Одного вида этого бородатого человека в хасидской одежде было достаточно, чтобы меня растрогать. Он принадлежал к другому миру, к давно миновавшей эпохе. Морщинистое, сияющее добротой лицо, взгляд, излучающий тепло и печаль, чуть шевелящиеся, искусанные губы. Словом, еврей прежнего времени, еврей, которого не изменили никакие потрясения. Я обратился к нему на идише, он изумился, пожал мне руку и долго удерживал ее в своей. Невыразимая, невыраженная радость. Шолом алейхем, алейхем шолом: мир с вами, товарищ. Мы одного поля ягоды. Простые вопросы, простые ответы. Нет, он родом не из Сигета. Нет, он не знал моего отца. Что он делает в этом городе? Обслуживает живых. Раввин? Нет. Служка? Нет. Преподает детям священный язык? Тоже нет. Да тут и нет детей, которые этим бы интересовались. ”Я — шой-хет”, — сказал он, ритуальный резник. Невероятно, но факт: в Сигете и в окружающих деревнях некоторые евреи едят только кашерную пищу. Их немного. Десяток тут, десяток там. Пять в Борше, в горах; три в Стремтере, в Драгмересте тоже три. Из-за них он и решил остаться. Жену и детей он отправил за границу, а сам уедет к ним только тогда, когда здесь уже никому не будут нужны его услуги. Он не считает себя вправе уехать до тех пор, пока может помогать евреям оставаться евреями.
— Не решился уехать, — сказал он, улыбаясь. — Не мог же я вдруг оставить еврейскую общину без шойхета.
Он не знал, какую боль причиняют мне его слова. Пятьдесят семей — община! Подумать только, что когда-то эта община была неисчерпаемым родником жизни, богатства и мудрости...
Не знаю, правдива ли легенда о тридцати шести праведниках, не знаю, насчитывает ли наш век тридцать шесть ламед-вавников. Знаю только, что этот резник — один из них.
Через двадцать четыре часа после моего приезда в городок мне уже не терпелось его покинуть. Рассвет и сумерки: этого достаточно. Я уже раскаивался. Не следовало мне возвращаться, не следовало искать развязки для истории, которая никакой развязки не имеет. Из четырех мудрецов, проникших в виноградник, о которых рассказывает Талмуд, только одному удалось уйти невредимым; но и он больше не осмелился туда вернуться.
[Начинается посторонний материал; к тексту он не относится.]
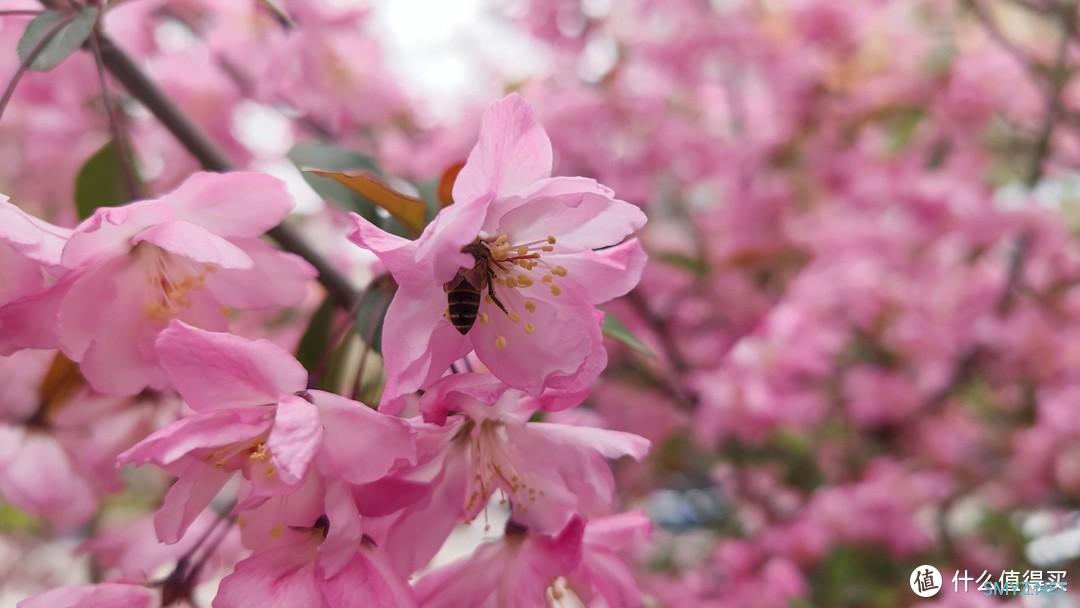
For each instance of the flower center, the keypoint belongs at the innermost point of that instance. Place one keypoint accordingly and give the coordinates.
(559, 594)
(495, 469)
(171, 279)
(516, 267)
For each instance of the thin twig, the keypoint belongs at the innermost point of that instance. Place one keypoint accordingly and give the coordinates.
(32, 56)
(212, 158)
(124, 152)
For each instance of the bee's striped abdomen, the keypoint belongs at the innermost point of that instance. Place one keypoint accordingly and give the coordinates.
(462, 302)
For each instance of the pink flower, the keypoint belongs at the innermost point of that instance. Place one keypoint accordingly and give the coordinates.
(486, 444)
(57, 450)
(94, 595)
(527, 243)
(188, 255)
(524, 569)
(30, 257)
(254, 415)
(311, 551)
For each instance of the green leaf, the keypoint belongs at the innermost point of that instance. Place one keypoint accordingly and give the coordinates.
(100, 181)
(373, 310)
(316, 338)
(329, 157)
(615, 328)
(65, 41)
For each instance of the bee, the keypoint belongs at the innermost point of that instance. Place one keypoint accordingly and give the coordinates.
(463, 291)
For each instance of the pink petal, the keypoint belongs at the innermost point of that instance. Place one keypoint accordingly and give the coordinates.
(604, 274)
(512, 152)
(192, 491)
(361, 445)
(38, 475)
(30, 237)
(104, 325)
(368, 570)
(203, 430)
(610, 444)
(346, 530)
(579, 220)
(31, 322)
(100, 595)
(278, 279)
(108, 232)
(418, 342)
(282, 576)
(455, 227)
(396, 254)
(565, 333)
(295, 437)
(216, 369)
(241, 204)
(194, 243)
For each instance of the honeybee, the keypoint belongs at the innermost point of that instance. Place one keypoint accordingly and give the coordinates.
(463, 291)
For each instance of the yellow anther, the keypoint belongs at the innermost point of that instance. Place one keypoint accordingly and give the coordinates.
(259, 453)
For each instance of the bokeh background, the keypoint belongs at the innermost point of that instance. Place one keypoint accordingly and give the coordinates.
(860, 326)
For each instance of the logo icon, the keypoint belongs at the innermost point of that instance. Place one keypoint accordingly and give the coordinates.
(926, 581)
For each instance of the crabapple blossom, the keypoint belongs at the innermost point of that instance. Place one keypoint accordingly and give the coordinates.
(254, 415)
(547, 248)
(191, 254)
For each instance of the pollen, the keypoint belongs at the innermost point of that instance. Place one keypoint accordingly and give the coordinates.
(259, 453)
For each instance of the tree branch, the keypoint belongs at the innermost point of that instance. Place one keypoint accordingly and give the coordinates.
(139, 86)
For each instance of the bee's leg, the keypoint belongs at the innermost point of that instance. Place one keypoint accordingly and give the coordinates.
(490, 293)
Машина меня ожидала, шофер был в нетерпении.
— Поехали отсюда?
Да, поехали. Я сделал знак, что готов. От усталости, что ли, мне было трудно поднять чемодан, положить его на переднее сиденье, пролезть на свое место позади. Каждое движение требовало мучительного усилия. Какая-то часть меня хотела остаться.
— Поехали?
Да, мы уезжаем. Он включил зажигание, машина тронулась.
— Не так быстро, — сказал я тихонько.
Я хотел увидеть побольше. Вот девочка цепляется за руку матери. Парочка о чем-то спорит перед витриной. Полицейский стоит на посту перед зданием суда. Прохожие, которые не видели, что я приехал, и не видят, что я уезжаю.
Да, я уезжаю. И на этот раз навсегда. Возвращение невозможно. Вот главная улица, кино, кондитерская, гостиница, женский лицей. И последний упрек себе: я приехал сделать что-то, но и сейчас не знаю, что. Последний взгляд в сторону моей улицы: колокольня, новое здание школы и дальше, на пересечении двух улиц — дом, мой дом. Слезы льются сами собой. Страшная уверенность: я больше его не увижу.
Давно уже Сигет потонул за горизонтом, а голова моя все еще была повернута к нему. Потом я понял, что больше ничего ему не должен. Разрыв. Это окончательный разрыв.